Gadis Jelmaan Parakang

Muhammad Taufiq
Chapter #14

Chapter 14

Suratih menghela napasnya, sangat sulit untuk membujuk Delvi yang notabennya keras kepala, apalagi mengetahui Hendra yang memang memiliki ilmu keagamaan yang baik, bahkan wanita ini sudah menganggap ilmu Hendra sudah di atas rata-rata sehingga pria itulah yang menjadi target agar menikahi putrinya.

"Yah, Hendra harus menikahi Delvi," gumam Suratih yang untungnya tidak terlalu jelas didengar oleh Delvi.

"Ibu ngomong apa sih? Kalau gak salah, tadi aku denger namanya Pak Hendra," tanya Delvi curiga.

"Ibu cuman ngomong; alangkah baiknya, kamu nikah sama Pak Hendra. Udah ganteng, agamanya bagus dan juga mapan, aduh Nak ... kamu nunggu siapa lagi, sih? Ibu udah tua dan pengen menimang cucu," balas Suratih yang sudah gemas ke putrinya sendiri.

"Yah, gak harus Pak Hendra juga, Bu. Percuma dong ganteng kalau Delvi gak cinta, gak masalah kalau berkehidupan sederhana, asalkan menjamin kebahagiaan dunia dan akhirat," balas Delvi, membuat Suratih malas mendengarnya.

"Udah, kamu memang keras kepala.

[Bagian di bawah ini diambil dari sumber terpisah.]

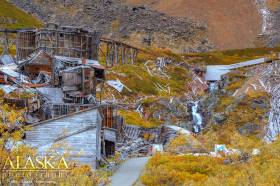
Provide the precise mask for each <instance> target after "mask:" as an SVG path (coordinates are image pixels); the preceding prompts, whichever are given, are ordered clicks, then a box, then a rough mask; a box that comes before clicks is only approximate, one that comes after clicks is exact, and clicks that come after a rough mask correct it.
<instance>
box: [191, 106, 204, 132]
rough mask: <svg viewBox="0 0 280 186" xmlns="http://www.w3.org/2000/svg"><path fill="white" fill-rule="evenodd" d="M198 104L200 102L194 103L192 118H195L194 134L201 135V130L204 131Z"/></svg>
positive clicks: (194, 123) (192, 106)
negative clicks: (202, 128) (203, 130)
mask: <svg viewBox="0 0 280 186" xmlns="http://www.w3.org/2000/svg"><path fill="white" fill-rule="evenodd" d="M198 104H199V101H196V102H193V106H192V116H193V122H194V126H193V129H194V132H195V133H200V132H201V129H202V116H201V114H200V113H199V112H198Z"/></svg>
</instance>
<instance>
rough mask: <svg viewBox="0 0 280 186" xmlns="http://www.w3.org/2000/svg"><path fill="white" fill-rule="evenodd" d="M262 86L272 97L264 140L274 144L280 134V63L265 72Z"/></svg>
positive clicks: (261, 82)
mask: <svg viewBox="0 0 280 186" xmlns="http://www.w3.org/2000/svg"><path fill="white" fill-rule="evenodd" d="M260 76H261V80H260V81H261V84H262V85H263V86H264V87H265V90H266V91H267V92H269V93H270V94H271V96H272V99H271V110H270V114H269V121H268V125H267V128H266V134H265V137H264V140H265V141H266V142H273V141H274V140H275V139H276V138H277V136H278V135H279V134H280V61H276V62H274V63H272V64H271V65H269V66H268V67H267V68H266V69H264V70H263V73H262V74H261V75H260Z"/></svg>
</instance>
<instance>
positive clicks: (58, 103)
mask: <svg viewBox="0 0 280 186" xmlns="http://www.w3.org/2000/svg"><path fill="white" fill-rule="evenodd" d="M37 90H38V91H39V92H40V93H41V94H43V95H44V96H45V97H47V99H48V100H50V102H51V103H55V104H62V103H64V101H63V96H64V95H63V92H62V89H61V88H49V87H41V88H37Z"/></svg>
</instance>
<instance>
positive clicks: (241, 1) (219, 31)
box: [127, 0, 262, 49]
mask: <svg viewBox="0 0 280 186" xmlns="http://www.w3.org/2000/svg"><path fill="white" fill-rule="evenodd" d="M127 3H129V4H132V5H140V4H141V5H144V4H145V5H146V6H148V7H151V8H153V9H154V10H157V11H160V12H163V13H165V14H167V15H170V16H176V17H181V18H191V19H193V20H196V21H202V22H205V23H207V25H208V27H209V30H208V36H209V38H210V40H212V41H213V42H214V43H215V45H216V48H217V49H233V48H234V49H235V48H252V47H254V46H255V41H256V38H257V36H258V34H260V33H261V25H262V18H261V15H259V12H258V9H257V6H256V4H255V1H254V0H235V1H229V0H219V1H217V0H207V1H205V0H145V1H142V0H127ZM240 41H242V42H240Z"/></svg>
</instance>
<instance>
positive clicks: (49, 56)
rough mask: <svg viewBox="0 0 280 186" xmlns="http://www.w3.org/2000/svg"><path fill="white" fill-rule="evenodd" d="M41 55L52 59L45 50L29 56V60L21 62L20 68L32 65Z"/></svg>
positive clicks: (40, 50) (35, 53) (48, 54)
mask: <svg viewBox="0 0 280 186" xmlns="http://www.w3.org/2000/svg"><path fill="white" fill-rule="evenodd" d="M41 55H46V56H48V57H49V58H51V56H50V55H49V54H48V53H47V52H45V51H44V50H40V51H39V52H35V53H33V54H31V55H30V56H29V58H27V59H26V60H24V61H20V62H19V67H22V66H23V65H26V64H28V63H32V62H33V61H34V60H35V59H36V58H38V57H39V56H41Z"/></svg>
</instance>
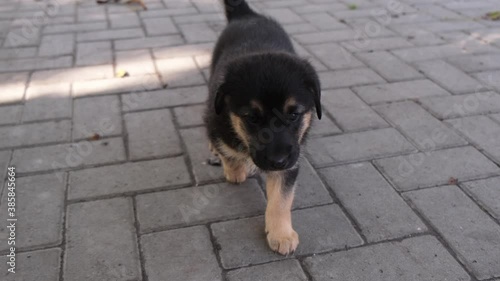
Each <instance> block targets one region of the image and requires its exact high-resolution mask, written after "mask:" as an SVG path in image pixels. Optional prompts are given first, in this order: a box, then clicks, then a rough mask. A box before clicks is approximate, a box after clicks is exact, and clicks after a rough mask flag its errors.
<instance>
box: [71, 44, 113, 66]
mask: <svg viewBox="0 0 500 281" xmlns="http://www.w3.org/2000/svg"><path fill="white" fill-rule="evenodd" d="M111 53H112V52H111V42H109V41H104V42H86V43H78V45H77V48H76V65H79V66H85V65H94V64H110V63H112V62H113V56H112V54H111Z"/></svg>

Kalau begitu, Ibu pulang dulu soalnya supir udah nunggu diluar. Assalamualaikum, hati-hati di sini yah, Nak." Suratih harus pergi cepat, tujuannya di sini hanyalah untuk menengok tempat tinggal anaknya yang ternyata sungguh memprihatinkan dengan hawa yang panas sudah membuatnya sangat gerah dan tidak betah, ia heran ... bagaimana mungkin Delvi dapat bertahan di rumah itu? Kalau ia, sudah menggerutulah bibirnya setiap hari.

"Waalaikumsalam, Ibu juga hati-hati pada saat pulang. Ingetin Pak Supir jangan membalap-balap, nyawa kita itu satu, bukan 9," balas Delvi kemudian tertawa kecil.

"Kamu ini yah, dari dulu gak pernah berubah dan masih saja anak kecil yang bawel," gerutu Suratih dan Delvi membulatkan mata karena tidak terima jika dirinya masih dianggap anak kecil, walau pada dasarnya dia tahu bahwa seorang ibu selalu menganggap anak gadisnya masih kecil sekalipun dia telah dewasa, hal ini membuat Delvi tersenyum haru dan semakin menyayangi ibunya.

Setelah mobil Suratih menjauh, Delvi menghela napas ketika perkataan ibunya masih terngiang--karena menjodohkan dirinya dengan Hendra padahal ia tidak mencintai ataupun menyukainya, secuilpun. (lawan jenis)--sungguh, Delvi hanya menyukai Tamrin yang notabennya pria sederhana tapi menghangatkan, juga mengerti akan ilmu agama, terlebih lagi mengenai kasus parakang yang Tamrin selesaikan, membuat rasa kagumnya semakin membuncah.

Di malam hari, Delvi bersiap-siap menuju pesantren seorang diri, tetapi saat di luar rumah dan melihat betapa gelapnya malam yang mengkhiasi jalanan ke tempat tersebut, membuatnya merinding dan mengurungkan niat. Namun, Delvi wajib ke sana karena dia harus mengajar santri dalam kelas bahasa.

"Hanya ada satu lampu jalan di depan sana, tapi itu tidak cukup untuk menerangi jalan yang begitu panjang, jika aku mengandalkan cahaya rembulan, itu pun tidak cukup karena bayangan pepohonan yang membaluti jalanan," ujarnya semakin ragu untuk melangkah.

Delvi melirik rumah Tamrin, dirinya pun bertanya-tanya, apakah pria itu belum ke pesantren atau sudah? Hingga ia memalingkan wajah dan tatapannya tidak sengaja menangkap Haura yang berjalan sendirian melewati rumahnya.